Indeed, Iakovitzes did grumble when he came to the inn a couple of hours later and discovered the arrangements Krispos had made. The grumble, though, was an abstracted one; most of his mind remained on the fat folder of documents he carried under one arm. He took negotiations seriously.
“You’ll have to amuse yourself as best you can for a while, Krispos,” he said as they sat down to a dinner of steamed prawns in mustard sauce. “Phos alone knows how long I’m liable to be closeted with this Lexo from Khatrish. If he’s as bad as Sisinnios makes him out to be, maybe forever.”
“If you please sir,” Krispos said hesitantly, “may I join you at your talks?”
Iakovitzes paused with a prawn in midair. “Why on earth would you want to do that?” His eyes narrowed. No Videssian noble trusted what he did not understand.
“To learn what I can,” Krispos answered. “Please remember, sir, I’m but a couple of seasons away from my village. Most of your other grooms know much more than I do, just because they’ve lived in Videssos the city all their lives. I ought to take whatever chances I have to pick up useful things to know.”

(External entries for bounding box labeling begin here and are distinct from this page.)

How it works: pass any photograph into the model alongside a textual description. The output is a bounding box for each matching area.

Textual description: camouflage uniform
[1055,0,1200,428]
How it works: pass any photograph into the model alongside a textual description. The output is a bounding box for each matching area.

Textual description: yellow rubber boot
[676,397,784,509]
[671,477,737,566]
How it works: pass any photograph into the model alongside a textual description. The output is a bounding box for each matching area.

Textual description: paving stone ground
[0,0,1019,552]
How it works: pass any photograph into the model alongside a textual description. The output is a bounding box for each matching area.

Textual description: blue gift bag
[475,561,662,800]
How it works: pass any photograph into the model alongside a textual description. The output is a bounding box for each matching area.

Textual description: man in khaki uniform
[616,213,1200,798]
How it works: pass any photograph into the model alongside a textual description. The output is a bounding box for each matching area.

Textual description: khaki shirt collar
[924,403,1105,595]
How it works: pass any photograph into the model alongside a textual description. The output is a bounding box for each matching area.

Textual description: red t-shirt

“Hmm.” That watchful expression did not leave Iakovitzes’ face. “You’re apt to be bored.”
“If I am, I’ll leave.”
“Hmm,” Iakovitzes said again, and then, “Well, why not? I’d thought you content with the horses, but if you think you’re fit for more, no harm in your trying. Who can say? It may turn out to my advantage as well as yours.” Now Iakovitzes looked calculating, a look Krispos knew well. One of the noble’s eyebrows quirked upward as he went on, “I didn’t bring you here with that in mind, however.”
“I know.” Krispos was beginning to learn to keep his own maneuvers hidden. Now his thoughts were that, if he made himself useful enough to Iakovitzes in other ways, the noble might give up on coaxing him into bed.

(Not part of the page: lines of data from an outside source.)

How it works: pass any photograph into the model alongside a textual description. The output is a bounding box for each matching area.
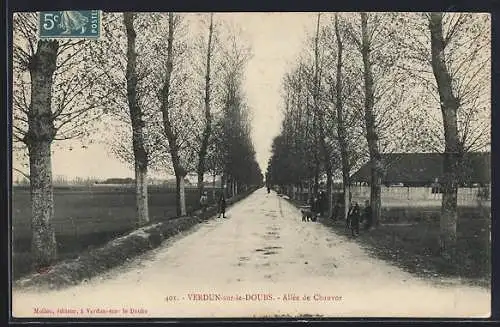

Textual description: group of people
[309,192,372,236]
[346,200,372,236]
[200,191,226,218]
[309,191,328,217]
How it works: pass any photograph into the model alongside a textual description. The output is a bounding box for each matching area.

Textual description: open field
[12,185,223,278]
[325,207,491,286]
[284,195,491,286]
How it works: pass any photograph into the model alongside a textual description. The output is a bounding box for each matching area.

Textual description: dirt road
[13,189,490,318]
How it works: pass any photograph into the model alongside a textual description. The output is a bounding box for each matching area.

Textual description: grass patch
[322,208,491,287]
[291,196,491,287]
[13,189,255,289]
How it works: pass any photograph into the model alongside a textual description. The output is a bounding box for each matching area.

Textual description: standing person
[219,193,226,218]
[311,195,321,221]
[350,201,361,236]
[330,199,342,220]
[200,191,208,212]
[363,200,372,230]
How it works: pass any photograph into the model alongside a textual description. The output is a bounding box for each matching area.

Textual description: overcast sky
[13,13,314,180]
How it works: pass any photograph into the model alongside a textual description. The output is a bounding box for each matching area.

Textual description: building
[351,152,491,187]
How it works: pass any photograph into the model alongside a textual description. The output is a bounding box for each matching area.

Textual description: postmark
[38,10,101,39]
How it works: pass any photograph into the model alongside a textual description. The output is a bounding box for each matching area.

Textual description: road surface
[12,189,490,318]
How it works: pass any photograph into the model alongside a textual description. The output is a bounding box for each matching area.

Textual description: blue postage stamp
[38,10,101,39]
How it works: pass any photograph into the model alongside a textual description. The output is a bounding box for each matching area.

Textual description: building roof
[351,152,491,184]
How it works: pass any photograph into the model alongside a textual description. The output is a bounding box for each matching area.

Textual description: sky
[13,13,314,181]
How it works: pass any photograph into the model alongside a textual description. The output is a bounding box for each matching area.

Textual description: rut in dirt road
[13,189,490,317]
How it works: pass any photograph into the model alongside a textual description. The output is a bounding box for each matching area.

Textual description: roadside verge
[12,188,257,289]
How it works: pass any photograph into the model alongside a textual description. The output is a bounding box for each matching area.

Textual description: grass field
[327,207,491,286]
[12,185,223,278]
[291,195,491,287]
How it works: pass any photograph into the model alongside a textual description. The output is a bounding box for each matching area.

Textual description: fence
[351,186,491,206]
[281,186,491,207]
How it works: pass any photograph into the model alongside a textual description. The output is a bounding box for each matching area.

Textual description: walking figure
[219,193,226,218]
[311,195,321,221]
[349,201,361,236]
[200,191,208,212]
[363,200,372,230]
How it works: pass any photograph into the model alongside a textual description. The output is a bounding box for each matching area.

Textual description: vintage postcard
[10,8,491,319]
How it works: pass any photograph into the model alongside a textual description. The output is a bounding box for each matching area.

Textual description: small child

“We’ll see how it goes,” Iakovitzes said. “Sisinnios is setting up the meeting with the Khatrisher for around the third hour of the day tomorrow—halfway between sunrise and noon.” He smiled a smile Krispos had seen even more often than his calculating look. “Reading by lamplight gives me a headache. I can think of a better way to spend the night…”
Krispos sighed. Iakovitzes hadn’t given up yet.
SISINNIOS SAID, “EXCELLENCY, I PRESENT TO YOU LEXO, WHO represents Gumush the khagan of Khatrish. Lexo, here is the most eminent Iakovitzes from Videssos the city, and his spatharios Krispos.”
The title the eparch gave Krispos was the vaguest one in the Videssian hierarchy; it literally meant “sword bearer,” and by extension “aide.” An Avtokrator’s spatharios might be a very important man. A noble’s spatharios was not. Krispos was grateful to hear it all the same. Sisinnios could have introduced him as a groom and let it go at that.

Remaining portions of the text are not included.